The effective contact modulus tended to increase in the superior and anterior directions (Fig. 6). Two-way ANOVA (factors: location and specimen donor) was performed separately for equilibrium and effective (10 μm/s) moduli, followed by Tukey post hoc comparison of means. Statistical difference was not detected for equilibrium contact moduli through tissue depth (Fig. 6A, F2,8 =2.33; p=0.16). However, for the femoral aspect samples (Fig. 6B, F2,8 =6.89; p=0.018), Ec0 was significantly higher at the anterior location than the posterior location (p=0.015). For all samples analyzed (n=24, excluding one outlier), the mean equilibrium contact modulus was 0.51±0.05 MPa. At an indentation rate of 10 μm/s, statistical difference was detected with tissue depth (Fig. 6A, F2,8 =11.27; p=0.005) and with the anterior–posterior positioning (Fig. 6B, F2,8 =27.86; p=0.0002). The mean effective contact modulus for all locations varied from 1.08 MPa (the deep samples) to 3.19 MPa (the anterior samples), increasing by a factor of 2 to 6 compared with equilibrium (Fig. 6). At 10 μm/s indentation rate, the femoral aspect was stiffer than the deep layer (p=0.006) and the tibial aspect (p=0.014) (Fig. 6A). The anterior region remained stiffer than the central (p=0.014) and posterior regions (p=0.0002), and the central region was stiffer than the posterior region (p=0.015). Means with the same letters were not significantly different (Fig. 6).

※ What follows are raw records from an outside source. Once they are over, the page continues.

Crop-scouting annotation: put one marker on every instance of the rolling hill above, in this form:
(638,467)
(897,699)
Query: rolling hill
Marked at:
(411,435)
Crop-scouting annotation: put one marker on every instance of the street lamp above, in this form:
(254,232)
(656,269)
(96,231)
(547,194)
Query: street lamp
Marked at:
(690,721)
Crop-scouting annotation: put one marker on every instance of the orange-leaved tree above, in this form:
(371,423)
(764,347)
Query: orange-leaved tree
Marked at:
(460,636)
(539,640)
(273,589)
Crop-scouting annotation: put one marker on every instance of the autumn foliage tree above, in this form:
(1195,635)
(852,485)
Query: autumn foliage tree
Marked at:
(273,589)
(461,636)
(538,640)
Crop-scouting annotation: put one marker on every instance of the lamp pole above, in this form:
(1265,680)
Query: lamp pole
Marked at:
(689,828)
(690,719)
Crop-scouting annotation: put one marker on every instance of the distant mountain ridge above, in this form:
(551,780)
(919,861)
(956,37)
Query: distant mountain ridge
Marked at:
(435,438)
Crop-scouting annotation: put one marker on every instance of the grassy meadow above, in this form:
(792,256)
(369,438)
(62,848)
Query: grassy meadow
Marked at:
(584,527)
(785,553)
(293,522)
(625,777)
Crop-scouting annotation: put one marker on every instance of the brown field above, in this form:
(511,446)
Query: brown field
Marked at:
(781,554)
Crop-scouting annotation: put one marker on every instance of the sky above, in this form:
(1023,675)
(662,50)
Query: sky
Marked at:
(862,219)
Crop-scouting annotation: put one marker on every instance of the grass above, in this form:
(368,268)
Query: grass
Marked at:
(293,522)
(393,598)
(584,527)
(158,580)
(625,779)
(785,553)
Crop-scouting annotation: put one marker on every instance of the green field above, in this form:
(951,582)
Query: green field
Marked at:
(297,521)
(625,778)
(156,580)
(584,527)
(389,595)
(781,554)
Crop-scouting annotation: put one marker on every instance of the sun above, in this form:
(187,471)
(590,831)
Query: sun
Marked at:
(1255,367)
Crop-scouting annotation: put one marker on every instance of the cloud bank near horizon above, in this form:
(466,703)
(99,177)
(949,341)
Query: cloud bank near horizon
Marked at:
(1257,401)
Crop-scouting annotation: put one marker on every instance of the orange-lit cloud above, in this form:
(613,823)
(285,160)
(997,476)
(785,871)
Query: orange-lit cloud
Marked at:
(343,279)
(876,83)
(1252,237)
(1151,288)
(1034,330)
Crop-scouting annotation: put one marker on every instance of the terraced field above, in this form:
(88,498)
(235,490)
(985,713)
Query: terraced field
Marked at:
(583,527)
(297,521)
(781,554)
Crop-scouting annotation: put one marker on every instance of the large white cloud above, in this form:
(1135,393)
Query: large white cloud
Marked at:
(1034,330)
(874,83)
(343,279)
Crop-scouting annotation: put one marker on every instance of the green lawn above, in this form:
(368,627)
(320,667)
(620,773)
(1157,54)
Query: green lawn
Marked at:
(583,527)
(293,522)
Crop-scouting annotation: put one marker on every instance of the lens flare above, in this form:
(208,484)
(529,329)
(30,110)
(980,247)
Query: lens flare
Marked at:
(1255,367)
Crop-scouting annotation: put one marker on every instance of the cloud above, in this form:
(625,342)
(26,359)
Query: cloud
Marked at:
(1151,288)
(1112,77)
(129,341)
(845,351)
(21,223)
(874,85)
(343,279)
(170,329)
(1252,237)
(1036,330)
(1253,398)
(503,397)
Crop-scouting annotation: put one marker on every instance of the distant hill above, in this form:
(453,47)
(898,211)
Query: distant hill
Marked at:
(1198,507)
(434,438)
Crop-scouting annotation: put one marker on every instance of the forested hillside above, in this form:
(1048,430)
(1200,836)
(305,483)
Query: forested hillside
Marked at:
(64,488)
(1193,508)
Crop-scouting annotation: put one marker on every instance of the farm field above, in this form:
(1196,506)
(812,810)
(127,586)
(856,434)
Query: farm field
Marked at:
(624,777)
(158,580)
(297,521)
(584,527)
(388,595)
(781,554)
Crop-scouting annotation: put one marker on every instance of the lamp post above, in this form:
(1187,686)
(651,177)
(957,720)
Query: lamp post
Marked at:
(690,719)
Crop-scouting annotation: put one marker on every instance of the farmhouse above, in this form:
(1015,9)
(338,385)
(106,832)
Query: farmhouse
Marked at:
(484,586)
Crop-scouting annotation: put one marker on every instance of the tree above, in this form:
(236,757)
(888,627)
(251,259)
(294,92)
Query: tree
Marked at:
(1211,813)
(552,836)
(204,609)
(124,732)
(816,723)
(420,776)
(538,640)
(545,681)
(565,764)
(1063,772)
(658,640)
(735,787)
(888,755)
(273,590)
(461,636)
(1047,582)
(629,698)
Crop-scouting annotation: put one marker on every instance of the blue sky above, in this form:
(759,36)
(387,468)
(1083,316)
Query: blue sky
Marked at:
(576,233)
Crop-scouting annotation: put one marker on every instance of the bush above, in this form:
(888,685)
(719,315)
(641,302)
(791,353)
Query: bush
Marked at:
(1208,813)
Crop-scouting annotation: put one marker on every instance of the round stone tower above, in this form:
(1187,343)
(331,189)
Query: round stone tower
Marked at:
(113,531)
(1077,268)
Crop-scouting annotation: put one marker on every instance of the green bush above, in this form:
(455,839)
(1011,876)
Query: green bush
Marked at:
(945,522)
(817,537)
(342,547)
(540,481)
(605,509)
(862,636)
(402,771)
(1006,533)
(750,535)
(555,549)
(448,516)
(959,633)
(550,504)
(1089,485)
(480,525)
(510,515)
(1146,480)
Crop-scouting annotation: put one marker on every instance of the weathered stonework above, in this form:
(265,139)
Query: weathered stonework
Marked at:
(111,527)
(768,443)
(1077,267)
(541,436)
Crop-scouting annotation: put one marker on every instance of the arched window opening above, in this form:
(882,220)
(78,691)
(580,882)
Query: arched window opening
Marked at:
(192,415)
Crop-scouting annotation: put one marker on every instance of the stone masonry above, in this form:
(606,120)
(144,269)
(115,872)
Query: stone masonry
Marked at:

Site- and rate-dependent lubrication properties for normal meniscus
The meniscus exhibited site- and rate-dependent friction during sliding (Fig. 7). Two-way ANOVA with repeated measures showed significant influence from both location (F1,40 =12.39; p=0.001) and speed (F3,40 =89.39; p < 0.0001). For both femoral and tibial aspect samples, the friction coefficient decreased by approximately 65% (ca. 0.055 to 0.02) as the sliding speed increased from 0.05 to 5 mm/s. For both locations, the friction coefficient at 0.05 mm/s was significantly higher than those at all other sliding speeds (p<0.0001); differences were also detected between 0.25 vs. 1 mm/s (p=0.015) and 0.25 vs. 5 mm/s (p=0.001) for the tibial aspect samples (Fig. 7). Although the femoral aspect samples tended to have lower friction coefficients than the tibial aspect samples at all sliding speeds, no significance was detected using Tukey multiple comparisons of means.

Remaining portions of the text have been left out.